Now, websites from Twitter to Reddit are taking steps to stop the distribution of those photos. Twitter has vowed to suspend the accounts of users who share links to the photos, and just today, Reddit announced that it was disbanding its "TheFappening" subreddit, a community dedicated to sharing nude photos of celebrities.
On one hand, taking steps to stop this is a commendable move by Reddit. On the other, it's a half-hearted publicity stunt.
"We believe that you — the user — have the right to choose between right and wrong, good and evil, and that it is your responsibility to do so," Reddit CEO, Yishan Wong, wrote in a blog post Saturday. Reddit is famously hands-off when it comes to content. Its stated belief is that "each subreddit community has the right and responsibility to establish its own norms." In some cases, this results in subreddits with harmless rules — nothing political on the subreddit for "funny" things, for example. In other cases, it means users are free to post some truly deplorable content.
Because of its "anything goes" approach, Reddit is central to, and instrumental in, the online distribution of "revenge porn," which is typically nude photos shared online by exes in an attempt to get back at those who have spurned them. Revenge porn largely targets women. And, like the hacked celebrity photos that have had the media spotlight for the last few weeks, revenge porn represents a serious sex crime.

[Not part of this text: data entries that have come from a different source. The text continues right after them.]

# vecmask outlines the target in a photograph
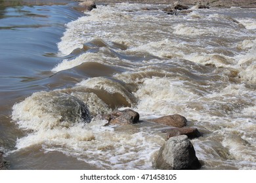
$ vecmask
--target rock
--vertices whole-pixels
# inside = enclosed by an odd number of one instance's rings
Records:
[[[83,10],[86,11],[91,11],[97,8],[95,3],[91,0],[85,0],[84,2],[80,3],[79,5],[83,6]]]
[[[108,121],[108,124],[133,124],[139,122],[140,115],[130,108],[123,110],[116,110],[105,115],[104,118]]]
[[[156,119],[150,119],[148,121],[177,127],[184,127],[187,123],[186,118],[179,114],[164,116]]]
[[[201,164],[186,135],[170,138],[161,147],[153,166],[163,170],[198,169]]]
[[[183,5],[178,4],[174,7],[174,8],[175,10],[187,10],[187,9],[189,9],[189,7],[188,5]]]
[[[150,9],[149,8],[148,8],[148,7],[142,8],[141,10],[142,11],[150,11]]]
[[[3,152],[0,151],[0,170],[8,170],[9,169],[9,162],[5,161],[3,158]]]
[[[182,135],[186,135],[190,139],[197,138],[201,136],[200,132],[196,127],[177,127],[168,130],[166,140],[173,137]]]
[[[206,5],[198,5],[198,9],[209,9],[209,7]]]

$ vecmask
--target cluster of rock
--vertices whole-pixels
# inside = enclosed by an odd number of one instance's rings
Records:
[[[0,170],[7,170],[9,168],[9,163],[3,158],[3,152],[0,151]]]
[[[129,125],[143,122],[139,120],[139,114],[129,108],[114,111],[102,116],[102,118],[108,121],[107,125]],[[146,121],[173,127],[167,131],[166,142],[152,163],[154,168],[178,170],[198,169],[201,167],[190,141],[190,139],[200,137],[201,133],[196,128],[184,127],[187,124],[186,118],[179,114],[173,114]]]

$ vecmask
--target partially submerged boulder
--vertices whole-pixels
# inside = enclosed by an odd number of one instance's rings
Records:
[[[175,10],[188,10],[190,7],[188,5],[177,4],[174,7]]]
[[[201,164],[186,135],[170,138],[161,147],[153,166],[163,170],[198,169]]]
[[[133,124],[139,122],[140,115],[136,111],[127,108],[123,110],[116,110],[103,118],[108,121],[108,124]]]
[[[156,119],[150,119],[148,121],[177,127],[184,127],[187,123],[186,118],[179,114],[164,116]]]
[[[171,137],[186,135],[189,139],[197,138],[201,136],[200,132],[196,127],[175,127],[168,130],[166,140]]]
[[[96,8],[95,2],[91,0],[79,0],[79,1],[83,1],[80,3],[79,5],[83,6],[83,8],[85,11],[91,11],[94,8]]]
[[[9,162],[5,161],[3,158],[3,152],[0,151],[0,170],[8,170],[9,169]]]

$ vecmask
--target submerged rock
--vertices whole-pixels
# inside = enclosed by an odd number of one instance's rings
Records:
[[[161,147],[153,166],[163,170],[198,169],[201,164],[186,135],[170,138]]]
[[[3,159],[3,152],[0,151],[0,170],[8,170],[10,167],[9,162]]]
[[[133,124],[139,122],[140,115],[136,111],[127,108],[123,110],[116,110],[103,116],[108,121],[108,124]]]
[[[187,10],[187,9],[189,9],[190,7],[189,7],[188,5],[177,4],[177,5],[176,5],[174,7],[174,8],[175,8],[175,10]]]
[[[79,5],[83,7],[83,9],[85,11],[91,11],[94,8],[96,8],[95,3],[93,1],[91,0],[79,0],[79,1],[83,1],[80,3]]]
[[[196,127],[177,127],[168,130],[166,139],[168,140],[171,137],[182,135],[186,135],[190,139],[201,136],[200,132]]]
[[[186,118],[179,114],[164,116],[156,119],[150,119],[148,121],[177,127],[184,127],[187,123]]]
[[[51,107],[50,110],[55,110],[61,116],[60,122],[91,122],[91,116],[87,105],[71,95],[59,93],[53,95],[49,105]]]

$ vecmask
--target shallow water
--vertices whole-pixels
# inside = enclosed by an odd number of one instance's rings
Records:
[[[152,169],[169,127],[98,117],[126,107],[185,116],[203,133],[192,140],[202,169],[256,169],[255,9],[71,6],[2,10],[0,145],[12,169]]]

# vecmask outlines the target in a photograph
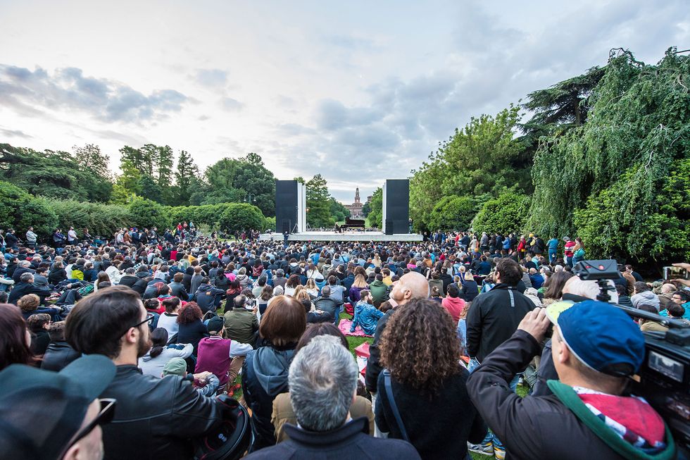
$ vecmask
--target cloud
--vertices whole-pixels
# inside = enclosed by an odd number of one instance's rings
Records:
[[[33,136],[30,136],[23,131],[20,131],[19,130],[8,130],[4,128],[0,128],[0,135],[6,137],[21,137],[23,139],[33,138]]]
[[[200,85],[209,87],[223,86],[227,82],[227,72],[220,69],[197,69],[194,79]]]
[[[244,104],[237,99],[225,97],[220,99],[220,106],[229,112],[237,112],[242,110]]]
[[[137,123],[164,118],[180,111],[187,101],[187,96],[174,89],[146,95],[118,82],[84,77],[73,67],[50,75],[40,67],[32,71],[0,64],[0,102],[21,115],[78,110],[101,121]]]

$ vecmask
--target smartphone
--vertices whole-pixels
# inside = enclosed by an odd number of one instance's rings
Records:
[[[664,267],[665,280],[690,280],[688,271],[682,267]]]

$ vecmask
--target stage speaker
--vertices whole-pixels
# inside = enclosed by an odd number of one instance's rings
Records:
[[[389,179],[383,186],[383,222],[386,235],[410,231],[410,181]]]
[[[275,181],[275,231],[292,233],[292,226],[297,222],[298,182]]]
[[[386,235],[393,235],[393,219],[386,219]]]

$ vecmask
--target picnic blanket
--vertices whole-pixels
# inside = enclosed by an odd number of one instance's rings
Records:
[[[339,329],[340,332],[341,332],[343,334],[345,334],[345,335],[354,335],[355,337],[373,337],[373,335],[367,335],[365,334],[364,331],[362,330],[362,328],[359,326],[357,326],[357,328],[355,328],[355,332],[351,332],[350,328],[351,327],[352,321],[349,319],[341,319],[340,320],[340,323],[338,323],[338,329]]]

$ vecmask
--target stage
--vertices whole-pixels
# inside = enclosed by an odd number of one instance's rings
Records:
[[[301,232],[290,235],[288,241],[422,241],[422,237],[418,234],[402,233],[386,235],[383,232]],[[280,233],[262,233],[259,241],[283,241]]]

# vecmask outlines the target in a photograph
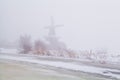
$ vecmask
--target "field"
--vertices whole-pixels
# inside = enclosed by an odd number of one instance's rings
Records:
[[[0,80],[112,80],[82,72],[0,60]]]

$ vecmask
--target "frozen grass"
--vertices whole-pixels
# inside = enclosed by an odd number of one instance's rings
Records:
[[[110,80],[91,75],[78,76],[21,63],[0,62],[0,80]]]

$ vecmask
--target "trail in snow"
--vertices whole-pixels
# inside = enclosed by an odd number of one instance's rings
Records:
[[[69,69],[69,70],[75,70],[75,71],[83,71],[87,73],[97,73],[105,76],[111,76],[114,78],[120,79],[120,70],[116,69],[108,69],[108,68],[100,68],[100,67],[94,67],[94,66],[86,66],[86,65],[77,65],[73,63],[67,63],[67,62],[60,62],[60,61],[47,61],[47,60],[38,60],[34,59],[32,57],[23,57],[23,56],[8,56],[8,55],[0,55],[0,59],[9,59],[9,60],[17,60],[17,61],[24,61],[24,62],[30,62],[30,63],[37,63],[41,65],[48,65],[53,67],[60,67],[63,69]],[[112,73],[114,72],[114,73]]]

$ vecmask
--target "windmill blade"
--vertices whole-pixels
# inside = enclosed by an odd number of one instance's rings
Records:
[[[62,26],[64,26],[64,25],[56,25],[55,27],[62,27]]]

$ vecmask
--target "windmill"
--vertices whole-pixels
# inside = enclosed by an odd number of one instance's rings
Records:
[[[45,28],[46,29],[49,29],[49,33],[48,33],[48,35],[49,36],[56,36],[56,33],[55,33],[55,29],[57,28],[57,27],[62,27],[63,25],[55,25],[55,23],[54,23],[54,18],[53,18],[53,16],[51,16],[51,25],[50,26],[46,26]]]
[[[58,37],[56,36],[56,32],[55,32],[56,28],[62,27],[62,26],[63,25],[55,25],[54,18],[51,16],[51,25],[45,27],[46,29],[49,30],[49,33],[46,39],[50,43],[50,47],[53,49],[60,49],[63,46],[63,43],[59,41]]]

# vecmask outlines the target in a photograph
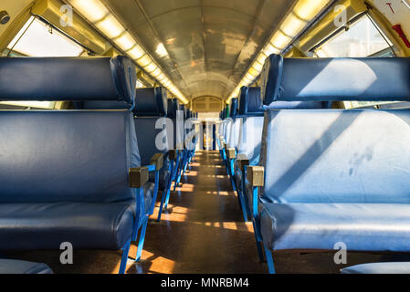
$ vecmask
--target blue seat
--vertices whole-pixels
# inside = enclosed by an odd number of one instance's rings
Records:
[[[22,86],[7,82],[9,74]],[[133,103],[135,68],[121,56],[0,58],[0,75],[2,100]],[[62,242],[121,248],[123,273],[145,216],[142,188],[131,186],[129,174],[144,172],[132,113],[11,110],[0,112],[0,236],[7,238],[0,249],[58,249]]]
[[[135,129],[138,138],[138,148],[143,165],[151,164],[151,159],[156,153],[163,154],[163,165],[159,172],[150,173],[150,182],[155,185],[158,182],[158,188],[162,192],[162,200],[158,221],[165,202],[170,196],[172,172],[173,172],[175,155],[170,155],[170,151],[174,151],[174,122],[172,119],[166,118],[168,111],[168,100],[166,91],[163,88],[144,88],[136,89],[136,106],[133,110]],[[173,113],[171,113],[173,115]],[[171,157],[172,156],[172,157]],[[156,201],[157,190],[152,192],[150,214],[153,213],[154,203]]]
[[[409,262],[362,264],[342,268],[342,274],[410,274]]]
[[[384,100],[410,99],[410,87],[401,84],[409,74],[408,60],[271,56],[264,72],[283,75],[276,85],[279,90],[265,89],[264,100],[289,101],[291,92],[295,101],[331,101],[342,93],[344,99],[366,101],[377,96],[381,84],[394,88]],[[276,75],[273,61],[279,64]],[[388,78],[379,70],[382,65]],[[304,72],[297,76],[309,90],[299,85],[295,93],[290,69]],[[356,74],[373,80],[360,94],[356,85],[349,88]],[[385,81],[390,76],[396,78],[394,84]],[[331,77],[335,87],[326,83]],[[318,79],[323,82],[315,83]],[[334,249],[342,242],[348,250],[410,251],[409,141],[408,110],[266,110],[259,164],[248,168],[247,179],[269,272],[275,272],[272,251],[277,250]]]
[[[53,271],[46,264],[2,258],[0,274],[53,274]]]

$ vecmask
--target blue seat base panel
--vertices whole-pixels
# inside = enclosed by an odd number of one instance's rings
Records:
[[[0,204],[0,250],[121,249],[131,237],[134,210],[128,203]]]
[[[53,274],[46,264],[0,259],[0,274]]]
[[[356,265],[341,270],[342,274],[410,274],[410,263],[373,263]]]
[[[410,251],[410,204],[264,203],[263,242],[270,250]]]
[[[154,202],[152,202],[153,194],[154,194],[154,188],[155,188],[155,183],[153,183],[153,182],[145,182],[143,185],[145,214],[150,214],[152,204],[155,203]]]

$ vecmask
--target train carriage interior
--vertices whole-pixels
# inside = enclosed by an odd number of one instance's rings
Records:
[[[409,142],[408,0],[0,0],[0,274],[410,274]]]

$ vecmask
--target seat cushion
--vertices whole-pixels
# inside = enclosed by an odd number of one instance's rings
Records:
[[[122,247],[132,234],[128,203],[1,203],[0,250]]]
[[[53,271],[46,264],[0,259],[0,274],[53,274]]]
[[[373,263],[345,267],[342,274],[410,274],[410,263]]]
[[[410,251],[410,204],[264,203],[260,229],[271,250]]]
[[[168,159],[168,157],[164,157],[163,160],[163,166],[160,171],[160,174],[159,174],[159,180],[158,180],[158,189],[160,191],[163,191],[165,190],[166,184],[168,182],[168,178],[170,175],[170,172],[169,172],[169,166],[170,166],[170,160]],[[151,182],[155,182],[155,172],[150,172],[150,180]]]

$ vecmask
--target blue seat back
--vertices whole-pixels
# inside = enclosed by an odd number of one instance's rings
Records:
[[[273,101],[408,100],[410,57],[283,58],[262,69],[264,104]]]
[[[264,66],[264,103],[408,100],[409,72],[409,58],[272,55]],[[410,203],[409,121],[407,110],[267,110],[262,202]]]
[[[142,164],[149,165],[153,154],[166,153],[170,149],[174,149],[170,144],[172,140],[169,138],[171,137],[169,130],[173,129],[170,127],[156,129],[159,119],[163,121],[172,121],[165,119],[168,110],[166,93],[163,88],[137,89],[135,100],[134,122],[138,148]],[[161,141],[156,141],[157,139]]]
[[[237,141],[238,153],[249,158],[250,165],[259,162],[260,142],[263,130],[263,112],[268,109],[321,109],[327,107],[327,102],[321,101],[274,101],[264,106],[260,96],[260,88],[241,88],[239,112],[236,123],[240,123],[239,139]]]
[[[117,100],[131,104],[135,94],[131,82],[135,79],[132,62],[122,56],[0,57],[0,100]]]
[[[267,110],[262,201],[408,203],[409,145],[407,110]]]

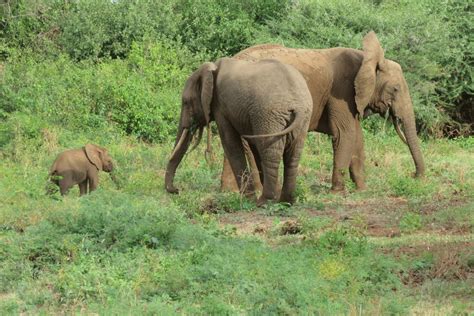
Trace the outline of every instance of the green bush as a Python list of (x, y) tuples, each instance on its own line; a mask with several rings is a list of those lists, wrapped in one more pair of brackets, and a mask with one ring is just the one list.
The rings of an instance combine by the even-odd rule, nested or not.
[[(474, 93), (468, 35), (472, 33), (472, 23), (467, 14), (472, 11), (472, 5), (468, 2), (17, 0), (9, 4), (11, 10), (4, 10), (2, 16), (0, 57), (3, 59), (32, 52), (38, 54), (37, 61), (59, 57), (62, 65), (69, 67), (64, 72), (77, 67), (72, 61), (92, 61), (80, 65), (83, 71), (74, 78), (75, 89), (79, 90), (79, 86), (84, 86), (83, 76), (95, 75), (90, 73), (90, 68), (100, 68), (94, 63), (110, 65), (112, 58), (122, 59), (126, 65), (128, 59), (138, 66), (151, 65), (142, 68), (147, 75), (140, 77), (132, 72), (125, 83), (137, 95), (116, 96), (125, 99), (125, 105), (131, 102), (128, 113), (117, 119), (126, 125), (128, 133), (133, 131), (145, 139), (156, 139), (157, 134), (160, 139), (167, 137), (168, 129), (163, 133), (154, 129), (156, 120), (148, 117), (164, 115), (154, 108), (156, 102), (169, 104), (173, 98), (179, 100), (181, 86), (177, 83), (182, 85), (199, 62), (229, 56), (262, 42), (310, 48), (360, 48), (363, 35), (370, 30), (378, 34), (386, 57), (402, 65), (420, 129), (435, 136), (443, 131), (454, 136), (472, 132), (474, 113), (470, 105)], [(69, 65), (64, 64), (68, 60), (65, 55), (71, 60)], [(29, 69), (35, 68), (35, 62), (27, 58), (17, 66), (19, 72), (15, 73), (21, 74), (18, 80), (24, 80), (23, 74), (31, 74)], [(49, 75), (48, 70), (54, 71), (57, 66), (56, 62), (41, 63), (45, 68), (44, 78)], [(113, 70), (117, 69), (113, 67)], [(127, 78), (129, 69), (121, 70), (118, 75)], [(150, 75), (152, 71), (157, 74)], [(178, 74), (171, 80), (173, 89), (166, 89), (165, 94), (161, 92), (157, 100), (149, 85), (166, 81), (163, 71)], [(28, 82), (28, 76), (26, 79)], [(61, 90), (58, 82), (48, 83), (49, 87)], [(21, 100), (12, 100), (7, 95), (9, 104), (5, 107), (7, 101), (0, 101), (3, 103), (0, 115), (22, 108), (25, 102), (31, 106), (34, 100), (41, 106), (42, 86), (36, 88), (32, 87)], [(90, 85), (87, 88), (91, 92), (95, 90)], [(51, 93), (49, 97), (56, 99), (59, 95)], [(84, 100), (75, 105), (91, 106), (93, 101)], [(112, 98), (112, 101), (120, 100)], [(150, 104), (154, 106), (148, 111)], [(81, 114), (87, 120), (94, 120), (88, 117), (87, 111)]]

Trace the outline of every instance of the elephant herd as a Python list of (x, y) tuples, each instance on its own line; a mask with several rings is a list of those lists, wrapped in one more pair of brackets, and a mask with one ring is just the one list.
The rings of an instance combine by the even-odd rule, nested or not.
[[(184, 86), (165, 188), (178, 193), (173, 180), (182, 158), (192, 140), (195, 138), (196, 145), (199, 144), (204, 127), (209, 131), (210, 122), (215, 121), (225, 155), (221, 174), (224, 190), (239, 190), (253, 197), (261, 187), (257, 205), (277, 199), (293, 203), (298, 164), (308, 131), (332, 136), (332, 191), (344, 190), (343, 175), (347, 169), (356, 188), (364, 189), (360, 121), (371, 113), (390, 116), (411, 152), (415, 176), (423, 176), (425, 167), (408, 85), (400, 65), (384, 58), (374, 32), (364, 37), (362, 50), (292, 49), (265, 44), (247, 48), (232, 58), (204, 63)], [(88, 153), (92, 147), (86, 145), (79, 150), (81, 154), (67, 151), (55, 161), (54, 165), (71, 164), (73, 159), (68, 157), (81, 156), (77, 158), (82, 161), (81, 175), (51, 169), (52, 175), (61, 178), (52, 181), (60, 186), (62, 194), (74, 184), (79, 184), (81, 194), (86, 193), (87, 181), (89, 190), (93, 190), (97, 186), (97, 171), (112, 170), (107, 151), (95, 146), (98, 154), (94, 161)], [(280, 192), (281, 160), (284, 170)]]

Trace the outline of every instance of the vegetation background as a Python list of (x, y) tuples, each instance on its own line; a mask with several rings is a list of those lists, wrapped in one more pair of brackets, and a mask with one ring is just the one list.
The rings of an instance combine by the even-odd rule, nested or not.
[[(473, 12), (467, 0), (1, 1), (0, 313), (472, 312)], [(370, 30), (404, 69), (426, 179), (369, 118), (367, 192), (328, 194), (317, 135), (292, 208), (214, 193), (219, 163), (197, 151), (178, 171), (183, 194), (163, 192), (199, 64), (265, 42), (361, 48)], [(120, 189), (104, 177), (81, 199), (44, 196), (55, 155), (87, 142), (110, 149)]]

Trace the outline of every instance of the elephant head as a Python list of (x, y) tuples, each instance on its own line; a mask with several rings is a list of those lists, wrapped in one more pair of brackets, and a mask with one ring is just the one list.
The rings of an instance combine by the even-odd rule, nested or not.
[(184, 86), (178, 133), (166, 167), (165, 186), (170, 193), (178, 193), (178, 189), (173, 185), (174, 175), (192, 138), (197, 135), (194, 145), (196, 147), (201, 140), (204, 127), (212, 119), (211, 102), (216, 69), (214, 63), (204, 63), (188, 78)]
[(97, 168), (97, 170), (103, 170), (105, 172), (112, 172), (114, 170), (114, 163), (109, 152), (104, 147), (100, 147), (93, 144), (87, 144), (84, 146), (87, 159)]
[(415, 175), (423, 176), (425, 165), (416, 134), (413, 104), (402, 68), (396, 62), (384, 58), (374, 32), (364, 37), (363, 54), (354, 82), (359, 117), (367, 113), (368, 109), (381, 115), (388, 111), (398, 135), (410, 149), (416, 167)]

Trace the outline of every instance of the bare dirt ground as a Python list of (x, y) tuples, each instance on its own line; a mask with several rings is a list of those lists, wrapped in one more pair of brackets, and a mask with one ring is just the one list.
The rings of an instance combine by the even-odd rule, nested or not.
[[(421, 216), (426, 216), (425, 223), (417, 232), (443, 235), (465, 235), (471, 233), (469, 223), (445, 222), (435, 223), (430, 217), (440, 210), (462, 206), (463, 200), (453, 199), (450, 201), (433, 201), (424, 204), (418, 209)], [(349, 221), (365, 231), (371, 237), (398, 237), (401, 235), (399, 228), (400, 219), (410, 206), (406, 199), (387, 198), (383, 201), (372, 199), (364, 201), (350, 201), (342, 203), (337, 207), (326, 207), (324, 210), (302, 208), (301, 212), (288, 215), (268, 215), (264, 211), (238, 211), (219, 215), (221, 226), (232, 225), (238, 235), (261, 235), (275, 229), (280, 225), (282, 233), (286, 226), (298, 226), (298, 215), (309, 217), (324, 217), (333, 222)], [(285, 224), (287, 223), (287, 224)], [(289, 227), (289, 234), (297, 233), (294, 228)]]

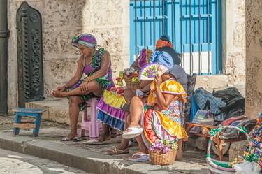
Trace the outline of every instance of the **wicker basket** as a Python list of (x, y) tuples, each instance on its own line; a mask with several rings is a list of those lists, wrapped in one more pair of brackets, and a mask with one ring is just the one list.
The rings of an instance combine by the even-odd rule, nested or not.
[(168, 165), (174, 163), (177, 156), (177, 150), (170, 150), (166, 154), (163, 154), (161, 150), (150, 150), (151, 163), (155, 165)]
[(134, 89), (136, 91), (136, 89), (138, 89), (140, 88), (140, 82), (132, 82), (131, 78), (124, 78), (124, 82), (126, 82), (127, 89)]
[(247, 136), (247, 141), (250, 142), (250, 137), (241, 128), (232, 126), (224, 126), (221, 127), (220, 131), (217, 132), (216, 135), (211, 136), (208, 141), (206, 161), (207, 161), (208, 169), (210, 173), (212, 173), (212, 174), (235, 174), (236, 173), (235, 170), (229, 166), (229, 162), (220, 161), (218, 160), (215, 160), (215, 159), (212, 159), (210, 157), (210, 147), (211, 147), (211, 144), (212, 144), (214, 137), (215, 137), (216, 136), (218, 136), (218, 133), (226, 128), (234, 129), (243, 133)]

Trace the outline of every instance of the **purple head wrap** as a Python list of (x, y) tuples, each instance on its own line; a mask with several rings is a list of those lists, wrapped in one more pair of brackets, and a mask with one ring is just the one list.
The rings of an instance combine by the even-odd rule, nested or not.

Subreddits like "PhotoPlunder," which features nude pictures of women under the subtitle, "They should know better," is still up and running, despite "TheFappening" having been shut down.
So, Reddit, I won't commend your efforts to stop celebrity nude photos from spreading online. Your preferential treatment of celebrities, while refusing to crack down on similar crimes against "average" women, simply isn't enough.